Sun Microsystems Inc and National Central University (NCU) moved to realize
that dream by establishing Taiwan's first Grid computing laboratory.
Grid, or distributed, computing emerged about five years ago and links
hundreds or even thousands of computers to enable the sharing, selection and
aggregation of a wide variety of geographically distributed computational
resources. The technology aims to provide vast computing power or data storage
to companies who pay only for what they use.

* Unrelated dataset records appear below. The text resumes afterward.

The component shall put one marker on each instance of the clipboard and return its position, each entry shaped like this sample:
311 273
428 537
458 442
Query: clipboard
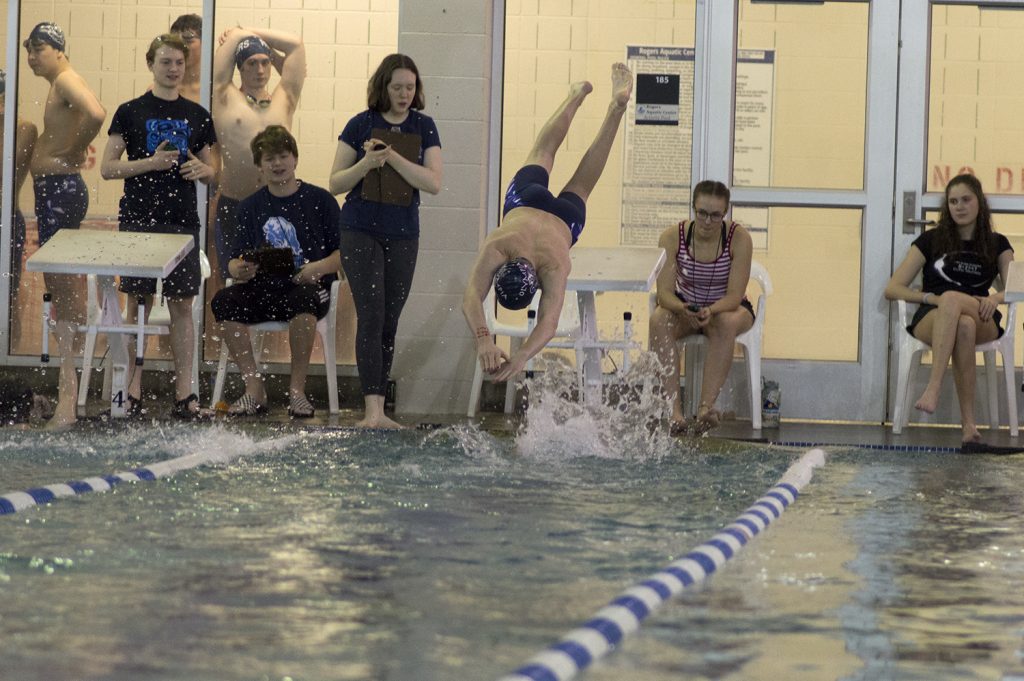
385 184
272 260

"So far, Grid computing is mostly applied to the research domain -- such as
civil engineering, the environment and such things -- but I'm sure it will be
used in commercial computing in the next few years," Dinesh Bahal, director of
Sun's global education and research in the Asia-Pacific region, said at a
signing ceremony. "In short, it will change our way of working and doing
business."
For the first three years of the cooperation, Sun and NCU will pump in
NT$100
million in the Grid Computing Center.
The center will initially be used in NCU research projects for space remote
sensing, optics, environment, communication systems and nanotechnology, said
Chiang Wei-ling, a civil engineering professor at NCU who will supervise the
center.
NTC also plans to invite institutions including National Tsing Hua
University
and National Chiao Tung University to participate in research, Chiang
said.
"I think the cooperation will make us one of the world's top 500
universities
in the high-performance computing field," he said.
Sun already has joined several other institutes -- including the University
of
California-San Diego, the University of Ulm in Germany and the High
Performance Computing Virtual Laboratory in Canada -- to develop Grid
computing technology.
"Grid computing is the most influential information technology in this
century," said Alan Chang, general manager of Sun Microsystems Taiwan.

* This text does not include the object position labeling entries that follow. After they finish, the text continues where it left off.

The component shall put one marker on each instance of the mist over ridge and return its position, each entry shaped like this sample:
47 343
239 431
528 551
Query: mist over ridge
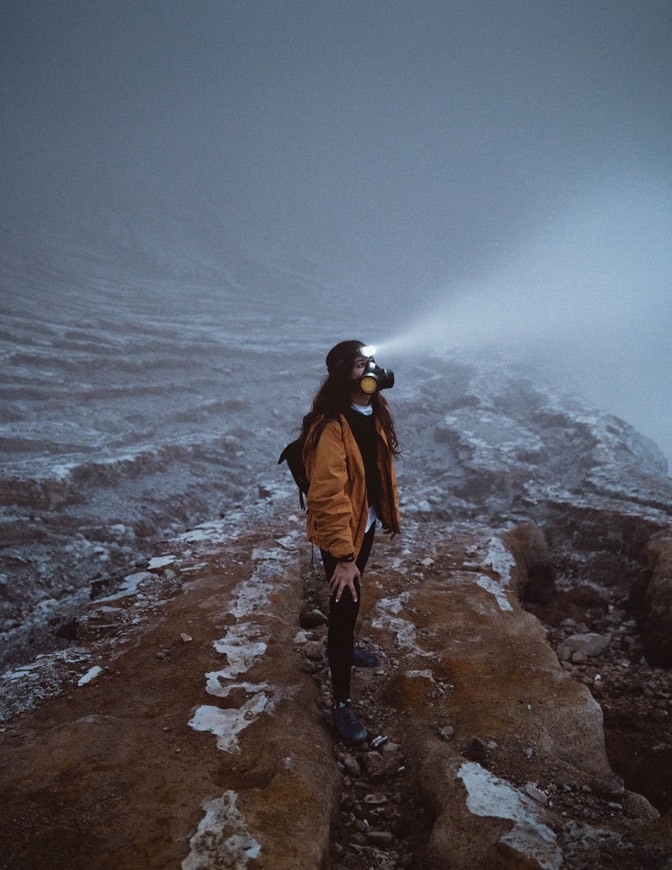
453 175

"Currently, the utility rate of workstations, storage facilities and servers
on the Internet is 5 percent to 20 percent on average, and with Grid
computing, it will drive up the rate to 98 percent, which will help to resolve
a lot of complicated computing in a short time."
A pioneer in the field is SETI@home, a never-ending search for signs of
life
from space that began in the 1990s. The program uses idle computers to process
data picked up by radiotelescopes.
Another example is the IBM/Oxford eDiamond project in Britain, which is a
part
of the government's "e-science initiative," helping doctors detect and treat
breast cancer with five hospitals or screening centers sharing a Grid.
In 2002 in Taiwan, IBM Corp, Academia Sinica and National Yang-Ming
University
built a biotechnology research center powered by Grid computing provided by
IBM. The Grid connected seven biological institutions with a goal to expand
the Grid to more than 100 within three years.
IBM signed a similar research pact with National Cheng Kung University last
year.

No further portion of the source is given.